1. Strong Brand & Customer Loyalty
Despite short-term headwinds, Ulta continues to grow its loyalty membership count for the tenth consecutive year. Its strong brand awareness and loyalty act as a moat around Ulta’s business through network effects and intangible asset value (through its brand).
2. Growing Store Count and same-store sales
Ulta’s management team has continued to expand its store count and generate positive comp sales YoY and QoQ. An increase in its store count and comparable sales continue to act as twin engines that drive Ulta Beauty’s revenue growth, confirming the long-term investment thesis.
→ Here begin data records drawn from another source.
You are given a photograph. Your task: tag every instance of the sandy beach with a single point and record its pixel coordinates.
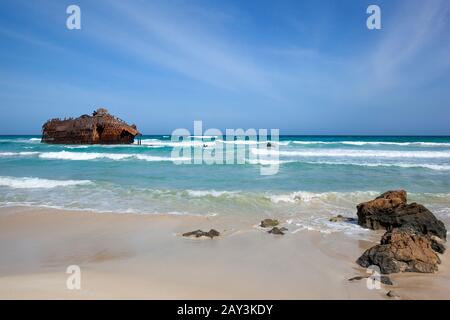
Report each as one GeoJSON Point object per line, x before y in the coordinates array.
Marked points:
{"type": "Point", "coordinates": [129, 256]}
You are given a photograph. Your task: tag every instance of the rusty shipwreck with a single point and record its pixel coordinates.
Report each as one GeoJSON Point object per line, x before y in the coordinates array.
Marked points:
{"type": "Point", "coordinates": [100, 128]}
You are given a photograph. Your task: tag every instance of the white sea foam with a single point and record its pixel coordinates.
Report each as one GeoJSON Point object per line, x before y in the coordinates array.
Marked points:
{"type": "Point", "coordinates": [355, 153]}
{"type": "Point", "coordinates": [430, 166]}
{"type": "Point", "coordinates": [268, 162]}
{"type": "Point", "coordinates": [32, 183]}
{"type": "Point", "coordinates": [306, 197]}
{"type": "Point", "coordinates": [362, 143]}
{"type": "Point", "coordinates": [209, 193]}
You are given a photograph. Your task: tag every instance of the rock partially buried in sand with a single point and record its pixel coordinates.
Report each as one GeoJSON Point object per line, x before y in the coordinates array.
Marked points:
{"type": "Point", "coordinates": [199, 233]}
{"type": "Point", "coordinates": [267, 223]}
{"type": "Point", "coordinates": [390, 210]}
{"type": "Point", "coordinates": [402, 250]}
{"type": "Point", "coordinates": [276, 230]}
{"type": "Point", "coordinates": [437, 245]}
{"type": "Point", "coordinates": [383, 279]}
{"type": "Point", "coordinates": [392, 294]}
{"type": "Point", "coordinates": [340, 218]}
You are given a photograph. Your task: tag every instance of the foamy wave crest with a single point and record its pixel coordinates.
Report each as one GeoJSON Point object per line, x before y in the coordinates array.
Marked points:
{"type": "Point", "coordinates": [159, 143]}
{"type": "Point", "coordinates": [210, 193]}
{"type": "Point", "coordinates": [83, 156]}
{"type": "Point", "coordinates": [268, 162]}
{"type": "Point", "coordinates": [355, 153]}
{"type": "Point", "coordinates": [32, 183]}
{"type": "Point", "coordinates": [306, 197]}
{"type": "Point", "coordinates": [363, 143]}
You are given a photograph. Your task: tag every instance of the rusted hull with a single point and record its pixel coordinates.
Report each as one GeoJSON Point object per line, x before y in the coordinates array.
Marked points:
{"type": "Point", "coordinates": [100, 128]}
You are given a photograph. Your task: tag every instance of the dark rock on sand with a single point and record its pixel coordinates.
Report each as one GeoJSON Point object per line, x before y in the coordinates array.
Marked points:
{"type": "Point", "coordinates": [340, 218]}
{"type": "Point", "coordinates": [390, 210]}
{"type": "Point", "coordinates": [267, 223]}
{"type": "Point", "coordinates": [276, 230]}
{"type": "Point", "coordinates": [386, 280]}
{"type": "Point", "coordinates": [357, 278]}
{"type": "Point", "coordinates": [383, 279]}
{"type": "Point", "coordinates": [199, 233]}
{"type": "Point", "coordinates": [402, 250]}
{"type": "Point", "coordinates": [392, 294]}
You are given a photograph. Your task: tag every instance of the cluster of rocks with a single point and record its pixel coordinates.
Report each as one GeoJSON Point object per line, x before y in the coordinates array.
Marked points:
{"type": "Point", "coordinates": [273, 224]}
{"type": "Point", "coordinates": [413, 235]}
{"type": "Point", "coordinates": [411, 243]}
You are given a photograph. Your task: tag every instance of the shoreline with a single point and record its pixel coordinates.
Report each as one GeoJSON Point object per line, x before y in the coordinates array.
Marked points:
{"type": "Point", "coordinates": [129, 256]}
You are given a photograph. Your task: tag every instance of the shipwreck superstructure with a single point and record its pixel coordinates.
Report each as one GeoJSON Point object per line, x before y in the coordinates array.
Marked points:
{"type": "Point", "coordinates": [99, 128]}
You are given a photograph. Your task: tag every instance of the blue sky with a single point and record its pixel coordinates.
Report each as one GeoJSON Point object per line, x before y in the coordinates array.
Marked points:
{"type": "Point", "coordinates": [305, 67]}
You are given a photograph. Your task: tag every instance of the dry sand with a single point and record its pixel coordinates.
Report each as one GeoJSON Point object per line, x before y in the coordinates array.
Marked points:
{"type": "Point", "coordinates": [127, 256]}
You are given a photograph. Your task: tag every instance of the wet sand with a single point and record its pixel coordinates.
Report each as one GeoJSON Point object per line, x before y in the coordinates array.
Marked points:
{"type": "Point", "coordinates": [129, 256]}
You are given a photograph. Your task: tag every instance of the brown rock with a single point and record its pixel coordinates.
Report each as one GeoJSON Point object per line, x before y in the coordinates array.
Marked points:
{"type": "Point", "coordinates": [392, 294]}
{"type": "Point", "coordinates": [199, 233]}
{"type": "Point", "coordinates": [276, 230]}
{"type": "Point", "coordinates": [402, 250]}
{"type": "Point", "coordinates": [266, 223]}
{"type": "Point", "coordinates": [390, 210]}
{"type": "Point", "coordinates": [100, 128]}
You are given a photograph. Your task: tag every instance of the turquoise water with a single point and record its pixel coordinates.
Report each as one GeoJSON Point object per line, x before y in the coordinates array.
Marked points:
{"type": "Point", "coordinates": [317, 176]}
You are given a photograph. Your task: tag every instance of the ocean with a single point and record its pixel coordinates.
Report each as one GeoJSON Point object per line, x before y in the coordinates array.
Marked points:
{"type": "Point", "coordinates": [318, 177]}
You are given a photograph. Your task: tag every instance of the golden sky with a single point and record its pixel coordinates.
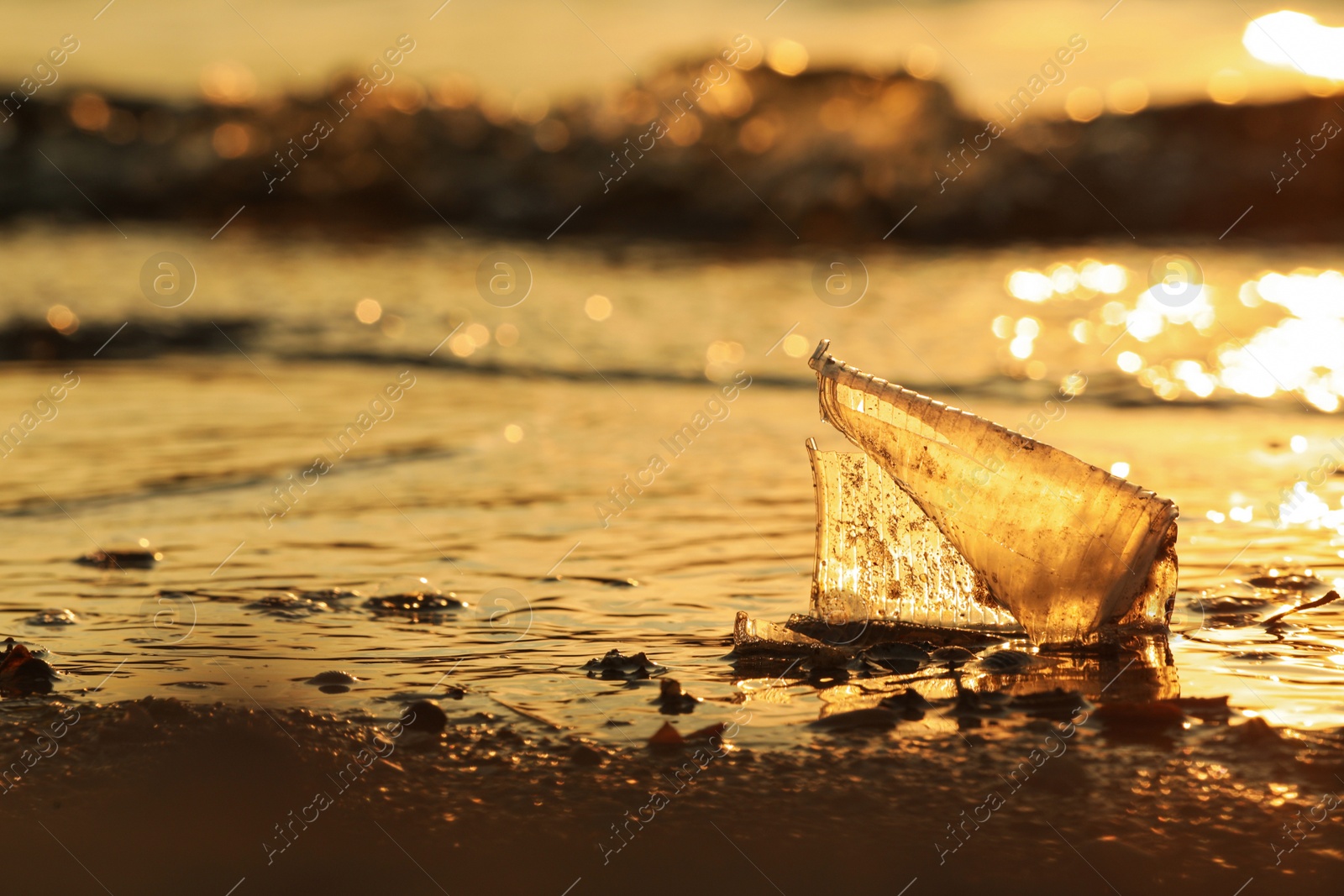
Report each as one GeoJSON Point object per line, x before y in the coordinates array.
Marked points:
{"type": "Point", "coordinates": [985, 49]}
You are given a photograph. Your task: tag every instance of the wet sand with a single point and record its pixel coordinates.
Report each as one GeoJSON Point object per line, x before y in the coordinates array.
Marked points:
{"type": "Point", "coordinates": [161, 797]}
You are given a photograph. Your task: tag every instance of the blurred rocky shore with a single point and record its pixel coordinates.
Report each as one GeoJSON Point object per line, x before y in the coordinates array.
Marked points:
{"type": "Point", "coordinates": [702, 152]}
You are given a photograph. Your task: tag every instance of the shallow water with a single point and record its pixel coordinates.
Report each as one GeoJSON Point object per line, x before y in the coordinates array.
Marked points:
{"type": "Point", "coordinates": [186, 452]}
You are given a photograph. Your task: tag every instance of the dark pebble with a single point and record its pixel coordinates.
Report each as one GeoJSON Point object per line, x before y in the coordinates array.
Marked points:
{"type": "Point", "coordinates": [425, 715]}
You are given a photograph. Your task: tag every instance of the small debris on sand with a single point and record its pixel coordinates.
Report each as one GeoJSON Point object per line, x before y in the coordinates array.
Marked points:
{"type": "Point", "coordinates": [414, 602]}
{"type": "Point", "coordinates": [425, 715]}
{"type": "Point", "coordinates": [617, 665]}
{"type": "Point", "coordinates": [123, 559]}
{"type": "Point", "coordinates": [672, 700]}
{"type": "Point", "coordinates": [53, 617]}
{"type": "Point", "coordinates": [24, 672]}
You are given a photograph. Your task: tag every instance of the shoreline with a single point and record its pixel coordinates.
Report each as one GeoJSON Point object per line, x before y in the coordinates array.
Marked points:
{"type": "Point", "coordinates": [197, 789]}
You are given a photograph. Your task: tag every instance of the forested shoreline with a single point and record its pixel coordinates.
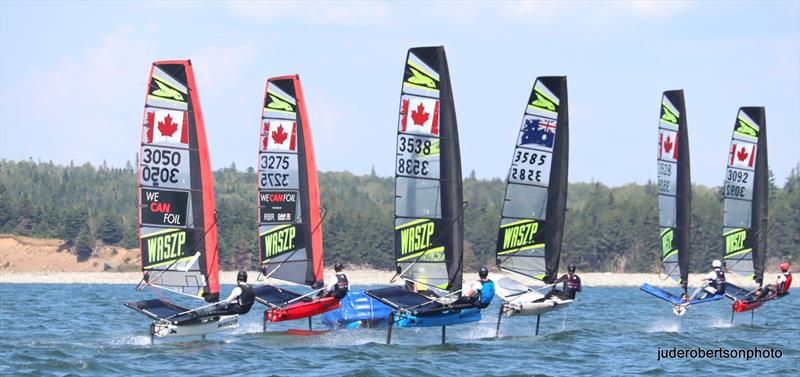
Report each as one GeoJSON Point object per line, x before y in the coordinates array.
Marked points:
{"type": "Point", "coordinates": [607, 229]}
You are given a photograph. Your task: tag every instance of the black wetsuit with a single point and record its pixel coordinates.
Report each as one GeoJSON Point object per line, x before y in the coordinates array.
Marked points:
{"type": "Point", "coordinates": [719, 282]}
{"type": "Point", "coordinates": [243, 302]}
{"type": "Point", "coordinates": [572, 285]}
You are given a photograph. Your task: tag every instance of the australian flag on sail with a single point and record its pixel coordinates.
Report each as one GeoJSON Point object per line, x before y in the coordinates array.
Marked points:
{"type": "Point", "coordinates": [539, 131]}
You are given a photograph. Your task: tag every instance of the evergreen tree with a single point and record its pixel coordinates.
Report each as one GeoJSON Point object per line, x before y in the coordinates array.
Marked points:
{"type": "Point", "coordinates": [84, 244]}
{"type": "Point", "coordinates": [110, 229]}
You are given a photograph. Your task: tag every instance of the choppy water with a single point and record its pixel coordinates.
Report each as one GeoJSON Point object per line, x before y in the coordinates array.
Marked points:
{"type": "Point", "coordinates": [86, 330]}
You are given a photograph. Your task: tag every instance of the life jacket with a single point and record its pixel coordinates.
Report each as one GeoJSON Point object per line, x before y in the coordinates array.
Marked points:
{"type": "Point", "coordinates": [784, 288]}
{"type": "Point", "coordinates": [573, 283]}
{"type": "Point", "coordinates": [486, 294]}
{"type": "Point", "coordinates": [342, 286]}
{"type": "Point", "coordinates": [246, 299]}
{"type": "Point", "coordinates": [719, 282]}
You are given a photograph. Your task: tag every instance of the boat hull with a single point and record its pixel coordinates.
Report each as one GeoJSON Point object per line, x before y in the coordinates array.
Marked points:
{"type": "Point", "coordinates": [301, 310]}
{"type": "Point", "coordinates": [201, 326]}
{"type": "Point", "coordinates": [512, 309]}
{"type": "Point", "coordinates": [740, 306]}
{"type": "Point", "coordinates": [445, 318]}
{"type": "Point", "coordinates": [358, 310]}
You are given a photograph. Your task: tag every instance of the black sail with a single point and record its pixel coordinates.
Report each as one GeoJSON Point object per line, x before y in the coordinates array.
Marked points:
{"type": "Point", "coordinates": [746, 194]}
{"type": "Point", "coordinates": [674, 186]}
{"type": "Point", "coordinates": [532, 223]}
{"type": "Point", "coordinates": [429, 224]}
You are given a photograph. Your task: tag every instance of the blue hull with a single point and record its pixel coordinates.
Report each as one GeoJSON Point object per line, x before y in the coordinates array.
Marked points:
{"type": "Point", "coordinates": [358, 310]}
{"type": "Point", "coordinates": [446, 318]}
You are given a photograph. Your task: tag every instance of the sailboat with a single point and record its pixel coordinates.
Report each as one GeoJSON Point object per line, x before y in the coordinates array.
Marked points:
{"type": "Point", "coordinates": [177, 221]}
{"type": "Point", "coordinates": [429, 224]}
{"type": "Point", "coordinates": [674, 200]}
{"type": "Point", "coordinates": [289, 213]}
{"type": "Point", "coordinates": [532, 222]}
{"type": "Point", "coordinates": [745, 207]}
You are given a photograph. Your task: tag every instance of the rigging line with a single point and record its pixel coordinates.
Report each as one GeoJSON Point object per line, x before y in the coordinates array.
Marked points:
{"type": "Point", "coordinates": [460, 216]}
{"type": "Point", "coordinates": [265, 277]}
{"type": "Point", "coordinates": [203, 238]}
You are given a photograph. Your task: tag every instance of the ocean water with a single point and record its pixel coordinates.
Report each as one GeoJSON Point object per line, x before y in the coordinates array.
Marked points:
{"type": "Point", "coordinates": [86, 330]}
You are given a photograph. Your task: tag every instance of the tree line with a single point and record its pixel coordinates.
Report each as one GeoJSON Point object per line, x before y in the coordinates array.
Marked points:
{"type": "Point", "coordinates": [606, 228]}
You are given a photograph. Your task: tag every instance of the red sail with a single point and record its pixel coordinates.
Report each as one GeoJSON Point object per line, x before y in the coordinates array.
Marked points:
{"type": "Point", "coordinates": [290, 229]}
{"type": "Point", "coordinates": [178, 235]}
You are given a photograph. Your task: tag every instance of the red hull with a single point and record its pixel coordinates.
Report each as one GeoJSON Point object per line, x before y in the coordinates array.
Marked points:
{"type": "Point", "coordinates": [302, 310]}
{"type": "Point", "coordinates": [746, 306]}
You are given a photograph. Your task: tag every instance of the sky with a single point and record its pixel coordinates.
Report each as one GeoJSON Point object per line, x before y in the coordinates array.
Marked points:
{"type": "Point", "coordinates": [73, 76]}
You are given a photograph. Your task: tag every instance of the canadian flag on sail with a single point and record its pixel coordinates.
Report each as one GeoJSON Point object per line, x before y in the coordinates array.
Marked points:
{"type": "Point", "coordinates": [742, 155]}
{"type": "Point", "coordinates": [667, 145]}
{"type": "Point", "coordinates": [166, 127]}
{"type": "Point", "coordinates": [420, 115]}
{"type": "Point", "coordinates": [277, 135]}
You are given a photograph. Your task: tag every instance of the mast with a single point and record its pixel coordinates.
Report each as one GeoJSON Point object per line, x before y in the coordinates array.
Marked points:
{"type": "Point", "coordinates": [177, 225]}
{"type": "Point", "coordinates": [746, 193]}
{"type": "Point", "coordinates": [429, 223]}
{"type": "Point", "coordinates": [532, 222]}
{"type": "Point", "coordinates": [674, 186]}
{"type": "Point", "coordinates": [290, 229]}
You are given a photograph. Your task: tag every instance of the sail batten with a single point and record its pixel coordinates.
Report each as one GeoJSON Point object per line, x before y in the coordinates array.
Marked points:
{"type": "Point", "coordinates": [428, 186]}
{"type": "Point", "coordinates": [674, 186]}
{"type": "Point", "coordinates": [178, 235]}
{"type": "Point", "coordinates": [531, 226]}
{"type": "Point", "coordinates": [290, 232]}
{"type": "Point", "coordinates": [745, 194]}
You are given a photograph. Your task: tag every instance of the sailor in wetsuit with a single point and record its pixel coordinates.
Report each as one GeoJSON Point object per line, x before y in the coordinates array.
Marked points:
{"type": "Point", "coordinates": [781, 286]}
{"type": "Point", "coordinates": [338, 289]}
{"type": "Point", "coordinates": [241, 298]}
{"type": "Point", "coordinates": [713, 284]}
{"type": "Point", "coordinates": [480, 293]}
{"type": "Point", "coordinates": [572, 285]}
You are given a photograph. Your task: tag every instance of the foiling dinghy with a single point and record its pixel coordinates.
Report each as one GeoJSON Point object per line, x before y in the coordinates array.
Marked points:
{"type": "Point", "coordinates": [289, 214]}
{"type": "Point", "coordinates": [177, 223]}
{"type": "Point", "coordinates": [429, 224]}
{"type": "Point", "coordinates": [674, 201]}
{"type": "Point", "coordinates": [745, 217]}
{"type": "Point", "coordinates": [532, 222]}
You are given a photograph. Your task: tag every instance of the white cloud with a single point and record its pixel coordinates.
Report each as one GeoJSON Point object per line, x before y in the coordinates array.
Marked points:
{"type": "Point", "coordinates": [314, 12]}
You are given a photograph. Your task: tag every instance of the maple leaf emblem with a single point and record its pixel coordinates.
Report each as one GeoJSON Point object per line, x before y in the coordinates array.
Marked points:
{"type": "Point", "coordinates": [150, 119]}
{"type": "Point", "coordinates": [419, 116]}
{"type": "Point", "coordinates": [279, 135]}
{"type": "Point", "coordinates": [742, 154]}
{"type": "Point", "coordinates": [167, 128]}
{"type": "Point", "coordinates": [667, 144]}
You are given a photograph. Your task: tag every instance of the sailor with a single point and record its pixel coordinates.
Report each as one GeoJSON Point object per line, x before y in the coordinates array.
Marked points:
{"type": "Point", "coordinates": [481, 292]}
{"type": "Point", "coordinates": [572, 285]}
{"type": "Point", "coordinates": [338, 289]}
{"type": "Point", "coordinates": [241, 298]}
{"type": "Point", "coordinates": [782, 283]}
{"type": "Point", "coordinates": [714, 282]}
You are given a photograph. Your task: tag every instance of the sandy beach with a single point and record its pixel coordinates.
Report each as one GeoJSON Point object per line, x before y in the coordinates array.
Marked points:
{"type": "Point", "coordinates": [356, 276]}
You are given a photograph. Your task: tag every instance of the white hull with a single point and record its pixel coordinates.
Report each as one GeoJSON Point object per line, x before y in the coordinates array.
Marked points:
{"type": "Point", "coordinates": [521, 300]}
{"type": "Point", "coordinates": [165, 329]}
{"type": "Point", "coordinates": [521, 308]}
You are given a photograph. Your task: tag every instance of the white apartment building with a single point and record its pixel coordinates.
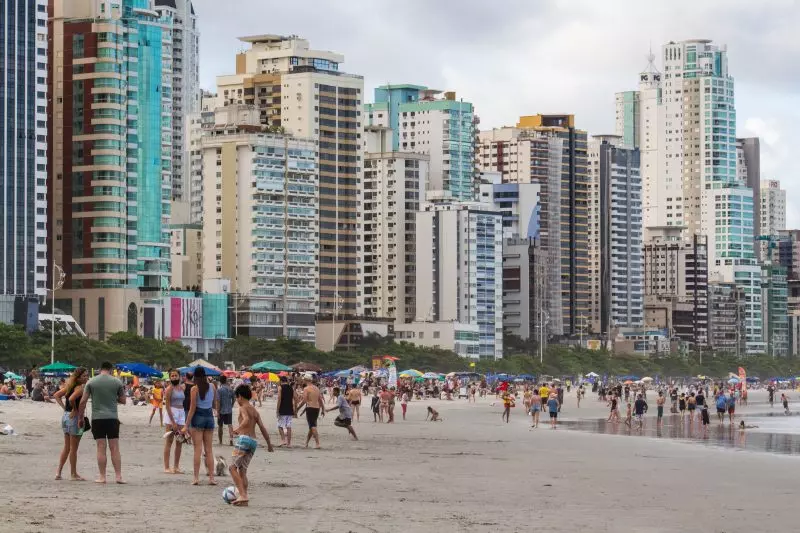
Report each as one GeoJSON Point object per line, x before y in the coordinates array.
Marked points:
{"type": "Point", "coordinates": [181, 40]}
{"type": "Point", "coordinates": [302, 92]}
{"type": "Point", "coordinates": [260, 227]}
{"type": "Point", "coordinates": [394, 187]}
{"type": "Point", "coordinates": [460, 270]}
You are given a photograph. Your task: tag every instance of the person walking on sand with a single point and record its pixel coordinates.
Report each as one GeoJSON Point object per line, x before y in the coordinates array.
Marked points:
{"type": "Point", "coordinates": [246, 443]}
{"type": "Point", "coordinates": [72, 392]}
{"type": "Point", "coordinates": [106, 393]}
{"type": "Point", "coordinates": [176, 418]}
{"type": "Point", "coordinates": [354, 397]}
{"type": "Point", "coordinates": [285, 411]}
{"type": "Point", "coordinates": [345, 418]}
{"type": "Point", "coordinates": [225, 418]}
{"type": "Point", "coordinates": [536, 407]}
{"type": "Point", "coordinates": [157, 401]}
{"type": "Point", "coordinates": [552, 406]}
{"type": "Point", "coordinates": [312, 400]}
{"type": "Point", "coordinates": [200, 419]}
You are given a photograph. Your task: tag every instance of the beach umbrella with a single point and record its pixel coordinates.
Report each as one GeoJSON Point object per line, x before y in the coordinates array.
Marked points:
{"type": "Point", "coordinates": [209, 371]}
{"type": "Point", "coordinates": [270, 366]}
{"type": "Point", "coordinates": [58, 367]}
{"type": "Point", "coordinates": [139, 369]}
{"type": "Point", "coordinates": [306, 367]}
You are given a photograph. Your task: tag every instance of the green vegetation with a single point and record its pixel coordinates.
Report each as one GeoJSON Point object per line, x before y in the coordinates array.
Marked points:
{"type": "Point", "coordinates": [19, 351]}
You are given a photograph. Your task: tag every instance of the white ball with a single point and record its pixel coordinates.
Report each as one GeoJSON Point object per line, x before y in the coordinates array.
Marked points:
{"type": "Point", "coordinates": [229, 494]}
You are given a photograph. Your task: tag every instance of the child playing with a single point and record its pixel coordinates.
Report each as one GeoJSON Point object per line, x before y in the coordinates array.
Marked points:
{"type": "Point", "coordinates": [434, 414]}
{"type": "Point", "coordinates": [376, 406]}
{"type": "Point", "coordinates": [245, 446]}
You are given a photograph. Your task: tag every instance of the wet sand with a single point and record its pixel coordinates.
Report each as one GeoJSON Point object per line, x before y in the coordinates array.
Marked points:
{"type": "Point", "coordinates": [469, 473]}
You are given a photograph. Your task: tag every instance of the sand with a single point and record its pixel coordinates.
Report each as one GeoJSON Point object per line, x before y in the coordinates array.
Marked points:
{"type": "Point", "coordinates": [468, 473]}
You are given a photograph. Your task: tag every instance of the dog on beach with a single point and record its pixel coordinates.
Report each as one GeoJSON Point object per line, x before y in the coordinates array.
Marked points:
{"type": "Point", "coordinates": [220, 466]}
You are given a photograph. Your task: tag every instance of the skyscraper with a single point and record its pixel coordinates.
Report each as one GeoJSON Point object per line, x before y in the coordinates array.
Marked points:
{"type": "Point", "coordinates": [260, 223]}
{"type": "Point", "coordinates": [694, 180]}
{"type": "Point", "coordinates": [23, 144]}
{"type": "Point", "coordinates": [302, 92]}
{"type": "Point", "coordinates": [437, 124]}
{"type": "Point", "coordinates": [109, 151]}
{"type": "Point", "coordinates": [181, 51]}
{"type": "Point", "coordinates": [460, 269]}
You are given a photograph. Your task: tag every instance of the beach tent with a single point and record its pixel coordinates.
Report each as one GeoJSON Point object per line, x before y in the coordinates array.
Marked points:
{"type": "Point", "coordinates": [209, 371]}
{"type": "Point", "coordinates": [271, 366]}
{"type": "Point", "coordinates": [140, 369]}
{"type": "Point", "coordinates": [57, 369]}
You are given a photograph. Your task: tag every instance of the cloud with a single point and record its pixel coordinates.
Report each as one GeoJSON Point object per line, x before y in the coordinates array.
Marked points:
{"type": "Point", "coordinates": [517, 57]}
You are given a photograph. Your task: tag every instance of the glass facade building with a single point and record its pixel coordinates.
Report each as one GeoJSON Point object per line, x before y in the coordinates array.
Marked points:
{"type": "Point", "coordinates": [23, 145]}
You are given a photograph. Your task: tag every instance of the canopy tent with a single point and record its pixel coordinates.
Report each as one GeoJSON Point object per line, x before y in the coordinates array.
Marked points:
{"type": "Point", "coordinates": [306, 367]}
{"type": "Point", "coordinates": [57, 369]}
{"type": "Point", "coordinates": [209, 371]}
{"type": "Point", "coordinates": [140, 369]}
{"type": "Point", "coordinates": [270, 366]}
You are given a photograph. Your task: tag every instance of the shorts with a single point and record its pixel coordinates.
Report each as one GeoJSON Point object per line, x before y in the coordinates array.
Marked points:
{"type": "Point", "coordinates": [243, 450]}
{"type": "Point", "coordinates": [69, 425]}
{"type": "Point", "coordinates": [312, 414]}
{"type": "Point", "coordinates": [105, 428]}
{"type": "Point", "coordinates": [342, 422]}
{"type": "Point", "coordinates": [203, 419]}
{"type": "Point", "coordinates": [178, 415]}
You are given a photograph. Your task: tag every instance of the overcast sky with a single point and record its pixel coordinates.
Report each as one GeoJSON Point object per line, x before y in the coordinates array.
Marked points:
{"type": "Point", "coordinates": [519, 57]}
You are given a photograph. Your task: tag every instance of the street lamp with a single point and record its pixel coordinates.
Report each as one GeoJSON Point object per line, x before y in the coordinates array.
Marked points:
{"type": "Point", "coordinates": [55, 286]}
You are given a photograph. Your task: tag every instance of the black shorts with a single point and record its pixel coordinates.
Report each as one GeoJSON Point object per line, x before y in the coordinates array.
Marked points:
{"type": "Point", "coordinates": [312, 414]}
{"type": "Point", "coordinates": [105, 428]}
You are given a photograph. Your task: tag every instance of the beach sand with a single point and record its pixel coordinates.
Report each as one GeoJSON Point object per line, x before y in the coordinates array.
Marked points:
{"type": "Point", "coordinates": [469, 473]}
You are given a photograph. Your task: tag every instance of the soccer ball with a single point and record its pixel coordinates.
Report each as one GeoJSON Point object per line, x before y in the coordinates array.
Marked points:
{"type": "Point", "coordinates": [229, 494]}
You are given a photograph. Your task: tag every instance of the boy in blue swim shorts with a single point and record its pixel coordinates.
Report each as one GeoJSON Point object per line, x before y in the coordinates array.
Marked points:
{"type": "Point", "coordinates": [245, 445]}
3. Stellar Financials & Valuation
At one of its lowest valuations in 5 years, Ulta’s 16x earnings multiple makes it an attractive long-term investment. Coupled with its debt-free balance sheet and robust top-line growth, Ulta Beauty looks more attractive than ever.
Thus, for the reasons outlined above, I will be instituting a “Buy” recommendation on Ulta Beauty. While short-term headwinds and pressure on its operating and gross margins may cause short-term declines in its stock price, Ulta remains poised for long-term growth and success as America’s leading beauty retailer.